The mounting competition puts pressure on Apple to step up its pace of product releases. Since the iPhone’s initial debut about six years ago, the company has held one big phone unveiling each year, with the new product hitting the market in summer or early fall.
“There’s been a drumbeat of rumors about Apple working on more than one version of the iPhone,” said Jan Dawson, chief telecommunications analyst at the New York office of London- based consulting firm Ovum. “The thinking is, if Apple does several devices it would help dampen the singular effect of having only one phone a year.”
Steve Dowling, a spokesman for Cupertino, California-based Apple, didn’t immediately respond to messages seeking comment.
Samsung, meanwhile, faces its own challenges. The company will be selling the S4 into a $358 billion global market that is approaching saturation. Growth is projected to slow to 9.8 percent in 2017 from 27 percent this year, according to data compiled by Bloomberg Industries.
In addition to contending with the iPhone, Suwon-based Samsung has to fend off Chinese rivals offering handsets for $100. The current Galaxy S3 sells for about $200 in the U.S. with a two-year contract.
The crowded market has prompted Samsung to add more gee- whiz features, rather than just improving basic specifications. With last year’s S3, for instance, it added a function that lets users exchange information by bumping their phones together.

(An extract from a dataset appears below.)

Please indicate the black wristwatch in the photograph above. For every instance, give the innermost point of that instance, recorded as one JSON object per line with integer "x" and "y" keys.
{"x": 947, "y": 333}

This year, speculation has centered on eye-scroll technology, which would track eye movements to let users scroll through articles based on where they’re looking on the screen. The New York Times reported earlier this month that the Galaxy S4 will include such a feature, citing a Samsung employee.
People familiar with the device disputed that idea this week, saying that eye scrolling won’t be in the Galaxy S4, though it may appear in future versions of the phone. There will be more simplified uses of eye-tracking technology, such as the ability to pause videos when the user’s eyes move away from the screen, the people said.